When any doctor or nurse refers to a colleague they should automatically ask themselves: is this referral necessary and will it benefit the patient? Referral should never be an automatic choice and the circumstances may dictate a different option.
An extreme example is the terminally ill patient with severe central chest pain. Even if they are suffering a myocardial infarction, urgent admission may not be the best option in their care. Unnecessary referral wastes the time of both clinicians and patients. It adds to waiting times for more needy patients. Equally we could be guilty of under referral and could be providing less than perfect care for our patients.
The clinician needs to ask four principle questions before referral. First: will the referral improve the accuracy of diagnosis and provide better management of the disorder? Second: have all the appropriate examinations and investigations been carried out?
The third concerns treatment: all patients should have appropriate treatment initiated as soon as possible as delay can, in many cases, leave them exposed to harm. The fourth principle question is: am I referring this patient to the service or individual who will best help their management?
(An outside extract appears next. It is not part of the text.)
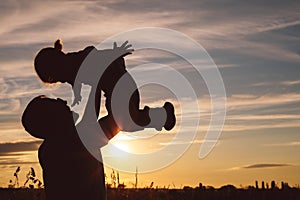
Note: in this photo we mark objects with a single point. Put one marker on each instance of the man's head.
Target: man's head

In this issue we begin a series of articles looking at the subject of appropriate referral (see pages 254–7). Each article will look at 10 key steps in answering these four principles. Do I need to refer; have I fully investigated the patient; have I initiated appropriate treatment and am I referring to the right service?
We hope this will interest not only those carrying out the referral but also the recipients of referrals. Hopefully those who agree or disagree with the authors, or feel there are omissions, will correspond with us in order to generate debate on these subjects.